Неподалеку от Усолья тоже был лагпункт. Зэки Усольского ИТЛ трудились на кирпичном заводе (который сами же строили), выпаривали соль на древних, екатерининских времен, варницах, пахали на заводе горного оборудования. После «оттепели» там же, на ангарской земле, бывшие арестанты и охранявшие их милиционеры продолжали мирно сосуществовать. Каждый был занят своим: каторжане тихонько прозябали, ветераны ГУЛАГа записывались в различные ветеранские советы, воевали за льготы с надбавками, публиковали воспоминания о суровом времени…
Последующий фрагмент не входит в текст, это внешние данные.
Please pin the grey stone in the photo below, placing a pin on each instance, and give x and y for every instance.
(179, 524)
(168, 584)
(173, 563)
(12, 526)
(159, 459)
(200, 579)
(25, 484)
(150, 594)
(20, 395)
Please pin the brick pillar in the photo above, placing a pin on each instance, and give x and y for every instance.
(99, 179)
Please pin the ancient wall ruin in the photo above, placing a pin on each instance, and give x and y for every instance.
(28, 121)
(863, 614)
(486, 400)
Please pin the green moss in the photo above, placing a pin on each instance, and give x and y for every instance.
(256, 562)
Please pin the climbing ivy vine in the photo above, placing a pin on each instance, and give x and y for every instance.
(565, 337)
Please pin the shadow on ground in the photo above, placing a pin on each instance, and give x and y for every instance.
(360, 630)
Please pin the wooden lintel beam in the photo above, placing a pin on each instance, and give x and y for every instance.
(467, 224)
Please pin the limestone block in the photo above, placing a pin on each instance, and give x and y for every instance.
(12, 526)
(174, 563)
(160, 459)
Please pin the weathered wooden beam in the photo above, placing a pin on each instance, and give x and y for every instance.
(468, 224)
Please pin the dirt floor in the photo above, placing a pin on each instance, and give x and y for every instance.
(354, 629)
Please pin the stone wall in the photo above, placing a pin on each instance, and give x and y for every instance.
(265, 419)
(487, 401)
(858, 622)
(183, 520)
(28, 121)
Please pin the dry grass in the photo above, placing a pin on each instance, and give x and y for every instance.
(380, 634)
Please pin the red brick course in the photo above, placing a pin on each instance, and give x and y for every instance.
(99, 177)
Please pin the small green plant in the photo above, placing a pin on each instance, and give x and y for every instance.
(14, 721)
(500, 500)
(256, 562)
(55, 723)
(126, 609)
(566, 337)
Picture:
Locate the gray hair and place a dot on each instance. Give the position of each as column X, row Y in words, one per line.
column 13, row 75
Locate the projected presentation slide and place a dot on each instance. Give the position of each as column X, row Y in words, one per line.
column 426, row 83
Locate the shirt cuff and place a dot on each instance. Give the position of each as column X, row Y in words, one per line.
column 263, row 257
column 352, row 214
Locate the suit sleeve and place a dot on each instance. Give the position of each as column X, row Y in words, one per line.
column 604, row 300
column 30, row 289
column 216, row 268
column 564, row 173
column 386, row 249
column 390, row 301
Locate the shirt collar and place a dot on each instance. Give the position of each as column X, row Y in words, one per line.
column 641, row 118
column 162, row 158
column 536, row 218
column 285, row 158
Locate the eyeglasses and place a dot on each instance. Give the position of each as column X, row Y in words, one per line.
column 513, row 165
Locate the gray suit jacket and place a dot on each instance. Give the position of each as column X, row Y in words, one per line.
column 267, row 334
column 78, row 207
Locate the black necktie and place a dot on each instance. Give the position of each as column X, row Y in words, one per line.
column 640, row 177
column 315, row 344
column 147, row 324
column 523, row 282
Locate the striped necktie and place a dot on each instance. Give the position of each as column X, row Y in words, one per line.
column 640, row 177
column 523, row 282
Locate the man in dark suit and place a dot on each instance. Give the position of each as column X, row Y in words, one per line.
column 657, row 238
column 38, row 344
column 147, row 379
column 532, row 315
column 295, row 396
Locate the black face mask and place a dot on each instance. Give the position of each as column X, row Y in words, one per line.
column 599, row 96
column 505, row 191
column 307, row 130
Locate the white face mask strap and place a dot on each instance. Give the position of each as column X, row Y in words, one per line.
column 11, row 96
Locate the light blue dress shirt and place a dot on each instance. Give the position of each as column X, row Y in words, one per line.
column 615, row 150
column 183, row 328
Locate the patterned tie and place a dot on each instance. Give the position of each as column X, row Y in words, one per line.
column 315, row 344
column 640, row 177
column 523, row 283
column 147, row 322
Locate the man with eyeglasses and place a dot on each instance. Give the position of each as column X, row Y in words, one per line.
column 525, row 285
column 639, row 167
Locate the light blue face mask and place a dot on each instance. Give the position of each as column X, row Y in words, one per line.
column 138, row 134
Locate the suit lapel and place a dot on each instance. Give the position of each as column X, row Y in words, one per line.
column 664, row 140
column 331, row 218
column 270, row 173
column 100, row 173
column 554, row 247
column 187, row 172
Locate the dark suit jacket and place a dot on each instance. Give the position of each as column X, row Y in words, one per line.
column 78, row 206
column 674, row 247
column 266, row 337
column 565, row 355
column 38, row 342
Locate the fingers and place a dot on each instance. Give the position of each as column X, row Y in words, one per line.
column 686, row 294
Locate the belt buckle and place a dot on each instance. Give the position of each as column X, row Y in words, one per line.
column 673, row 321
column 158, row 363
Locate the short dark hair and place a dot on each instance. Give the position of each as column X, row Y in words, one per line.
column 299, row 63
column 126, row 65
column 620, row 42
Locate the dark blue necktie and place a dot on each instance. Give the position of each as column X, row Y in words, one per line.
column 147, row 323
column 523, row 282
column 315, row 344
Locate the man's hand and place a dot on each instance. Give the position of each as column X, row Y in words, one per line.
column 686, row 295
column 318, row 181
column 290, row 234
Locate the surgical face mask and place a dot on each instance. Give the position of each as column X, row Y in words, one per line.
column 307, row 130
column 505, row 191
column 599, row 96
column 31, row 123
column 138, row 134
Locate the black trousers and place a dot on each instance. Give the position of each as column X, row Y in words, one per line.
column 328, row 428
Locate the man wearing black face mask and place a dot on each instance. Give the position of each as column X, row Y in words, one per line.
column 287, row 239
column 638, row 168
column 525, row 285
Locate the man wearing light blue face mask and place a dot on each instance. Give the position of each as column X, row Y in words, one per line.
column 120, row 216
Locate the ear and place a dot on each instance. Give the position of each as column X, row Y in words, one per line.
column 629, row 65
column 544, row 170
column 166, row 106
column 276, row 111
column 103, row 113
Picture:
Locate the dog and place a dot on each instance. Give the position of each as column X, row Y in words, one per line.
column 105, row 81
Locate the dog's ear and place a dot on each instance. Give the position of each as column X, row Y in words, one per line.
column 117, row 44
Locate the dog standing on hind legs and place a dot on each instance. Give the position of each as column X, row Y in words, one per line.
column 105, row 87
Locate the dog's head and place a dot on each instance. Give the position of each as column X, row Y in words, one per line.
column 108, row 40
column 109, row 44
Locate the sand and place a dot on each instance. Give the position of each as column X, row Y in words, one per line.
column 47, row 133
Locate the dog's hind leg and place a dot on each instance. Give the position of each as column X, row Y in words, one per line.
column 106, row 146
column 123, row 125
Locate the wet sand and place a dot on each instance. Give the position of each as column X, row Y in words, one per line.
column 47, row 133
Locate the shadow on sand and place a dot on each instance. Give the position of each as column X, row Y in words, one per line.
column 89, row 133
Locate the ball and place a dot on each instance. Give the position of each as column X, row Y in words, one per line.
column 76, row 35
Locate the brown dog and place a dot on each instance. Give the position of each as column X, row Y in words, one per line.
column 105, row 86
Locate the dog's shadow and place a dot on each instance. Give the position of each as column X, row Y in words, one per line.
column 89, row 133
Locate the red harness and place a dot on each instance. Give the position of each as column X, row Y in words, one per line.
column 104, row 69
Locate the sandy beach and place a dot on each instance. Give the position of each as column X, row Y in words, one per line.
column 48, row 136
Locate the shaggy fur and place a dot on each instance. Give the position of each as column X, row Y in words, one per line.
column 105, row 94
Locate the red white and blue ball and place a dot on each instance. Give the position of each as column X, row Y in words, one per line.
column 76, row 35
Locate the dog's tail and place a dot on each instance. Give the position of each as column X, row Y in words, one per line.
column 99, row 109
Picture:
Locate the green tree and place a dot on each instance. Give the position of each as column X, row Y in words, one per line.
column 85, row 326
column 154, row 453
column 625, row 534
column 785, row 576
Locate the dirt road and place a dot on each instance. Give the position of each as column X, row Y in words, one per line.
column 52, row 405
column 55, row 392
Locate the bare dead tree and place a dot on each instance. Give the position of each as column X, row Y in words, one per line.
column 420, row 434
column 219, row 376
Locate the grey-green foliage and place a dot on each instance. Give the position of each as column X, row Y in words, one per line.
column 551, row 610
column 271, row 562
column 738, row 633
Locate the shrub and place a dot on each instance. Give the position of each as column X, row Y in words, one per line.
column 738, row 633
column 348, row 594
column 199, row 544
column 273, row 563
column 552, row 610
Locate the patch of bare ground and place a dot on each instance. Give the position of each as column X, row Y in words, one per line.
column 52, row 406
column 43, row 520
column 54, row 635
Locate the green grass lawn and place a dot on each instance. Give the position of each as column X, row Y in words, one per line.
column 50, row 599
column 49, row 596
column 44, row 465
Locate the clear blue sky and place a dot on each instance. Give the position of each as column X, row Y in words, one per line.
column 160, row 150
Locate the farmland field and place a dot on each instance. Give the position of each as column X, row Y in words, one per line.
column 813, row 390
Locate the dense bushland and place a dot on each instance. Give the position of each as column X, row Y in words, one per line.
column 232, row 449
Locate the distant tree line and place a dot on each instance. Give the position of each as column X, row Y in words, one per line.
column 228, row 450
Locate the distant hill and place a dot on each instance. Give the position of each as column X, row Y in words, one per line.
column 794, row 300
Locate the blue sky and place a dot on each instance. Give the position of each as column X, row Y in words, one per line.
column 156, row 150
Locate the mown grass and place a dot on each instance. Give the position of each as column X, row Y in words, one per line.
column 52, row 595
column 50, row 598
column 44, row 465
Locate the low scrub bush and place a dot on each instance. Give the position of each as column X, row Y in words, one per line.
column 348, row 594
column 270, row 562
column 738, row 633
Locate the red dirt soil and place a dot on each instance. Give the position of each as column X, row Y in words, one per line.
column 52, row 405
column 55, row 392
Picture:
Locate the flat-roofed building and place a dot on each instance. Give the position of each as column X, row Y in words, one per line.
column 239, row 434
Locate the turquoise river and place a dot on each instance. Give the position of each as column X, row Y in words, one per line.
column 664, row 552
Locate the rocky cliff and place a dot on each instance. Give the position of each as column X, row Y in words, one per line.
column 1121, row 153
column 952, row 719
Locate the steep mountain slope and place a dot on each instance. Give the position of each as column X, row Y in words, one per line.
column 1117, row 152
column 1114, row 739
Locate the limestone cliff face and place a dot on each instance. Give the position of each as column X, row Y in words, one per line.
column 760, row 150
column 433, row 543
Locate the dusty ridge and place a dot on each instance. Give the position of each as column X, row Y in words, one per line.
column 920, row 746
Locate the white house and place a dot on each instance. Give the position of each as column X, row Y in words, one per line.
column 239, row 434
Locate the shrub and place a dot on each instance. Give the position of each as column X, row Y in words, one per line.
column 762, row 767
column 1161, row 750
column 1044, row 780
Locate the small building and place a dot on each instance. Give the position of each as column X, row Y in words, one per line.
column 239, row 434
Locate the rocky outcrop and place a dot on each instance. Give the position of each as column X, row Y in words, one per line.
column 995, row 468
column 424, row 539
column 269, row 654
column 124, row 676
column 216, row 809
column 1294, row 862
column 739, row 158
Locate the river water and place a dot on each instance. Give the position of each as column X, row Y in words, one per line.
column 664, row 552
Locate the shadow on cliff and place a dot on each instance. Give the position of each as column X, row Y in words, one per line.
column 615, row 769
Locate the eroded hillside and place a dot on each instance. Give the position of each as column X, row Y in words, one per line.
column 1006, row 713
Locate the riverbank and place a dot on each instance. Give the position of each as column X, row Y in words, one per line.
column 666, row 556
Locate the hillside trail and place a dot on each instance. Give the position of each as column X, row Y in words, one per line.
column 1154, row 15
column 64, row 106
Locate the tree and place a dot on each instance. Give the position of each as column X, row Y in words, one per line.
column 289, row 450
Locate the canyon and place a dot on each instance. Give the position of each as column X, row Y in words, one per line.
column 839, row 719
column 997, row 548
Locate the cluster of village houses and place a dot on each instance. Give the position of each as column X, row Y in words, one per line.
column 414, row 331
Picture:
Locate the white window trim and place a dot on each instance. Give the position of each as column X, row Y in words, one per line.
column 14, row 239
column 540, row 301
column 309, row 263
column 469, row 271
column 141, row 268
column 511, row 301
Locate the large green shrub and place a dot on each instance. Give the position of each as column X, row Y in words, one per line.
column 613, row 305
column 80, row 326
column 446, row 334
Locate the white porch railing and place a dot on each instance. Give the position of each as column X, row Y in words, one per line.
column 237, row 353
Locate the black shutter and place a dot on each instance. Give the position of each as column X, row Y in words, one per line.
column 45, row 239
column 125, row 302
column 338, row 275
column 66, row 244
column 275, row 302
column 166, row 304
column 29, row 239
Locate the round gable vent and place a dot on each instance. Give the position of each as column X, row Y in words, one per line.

Усолье пестрит советскими названиями: улица Карла Маркса, Энгельса, Ленина, Карла Либкнехта, Комсомольская площадь, Комсомольский проспект. При Хрущеве город застроили типовыми некрасивыми пятиэтажками, которыми замусорена вся территория бывшего Союза ССР. На их фоне черные, хотя и аварийного фонда, деревянные избы вперемешку со «сталинками» из красного кирпича смотрятся, пожалуй, нарядно.
Марина с мужем и тремя детьми живет в Привокзальном районе Усолья в типовой «хрущобе» серо-голубого цвета, где даже в «бандитские девяностые» не закрывали квартир и жильцы запросто ходили в гости друг к другу.
Привокзальном районе Усолья в типовой «хрущобе» серо-голубого цвета, где даже в «бандитские девяностые» не закрывали квартир и жильцы запросто ходили в гости друг к другу.
«После случая с Мариной соседи начали запираться: никто не знает, чего ждать от стука в дверь, — рассуждает Павел, муж Марины. — А раньше — калитки нараспашку! Постанова такая была: все — соседи, все — друзья! Надо тебе к соседке за солью — пошел да и взял. И покойный Вася так же к нам захаживал, бывало. Он чудной был, Вася тот, царство небесное… Балагур, выпивоха, без царя в голове. Вообще-то электриком был, жил на что где подкалымил, кому починил. Бывало, после шабашки стучался к нам, хвастался: “А я тыщу заработал!” Близкими друзьями-то мы не были, но в гости изредка захаживали. Марина иногда ему продукты покупала, или его можно было запросто попросить сбегать в магазин. Когда Ваську убили, мы огорчились: он ведь нестарый был. Хоть и пьяница, но безвредный, с людьми ладил. Жалко… человек ведь».
Что хотите подпишу
Марина Рузаева — типичная домохозяйка-мамочка. Дом, муж, дети, школа, домашние задания, тесты, олимпиады, компьютеры, собака, одного ребенка отвела в спортивную секцию, с другим побежала на роликовых коньках… В только что наступившем 2016-м в доме Рузаевых царила праздничная кутерьма, продолжались елочные хлопоты. Когда в дверь постучали хмурые сотрудники полиции и предложили Рузаевой съездить с ними в местное ОВД, чтобы «исполнить гражданский долг и опознать на фотографиях людей из круга общения убитого соседа-пенсионера», Марина согласилась. Без особого энтузиазма, но из сочувствия к родственникам погибшего соседа Васи…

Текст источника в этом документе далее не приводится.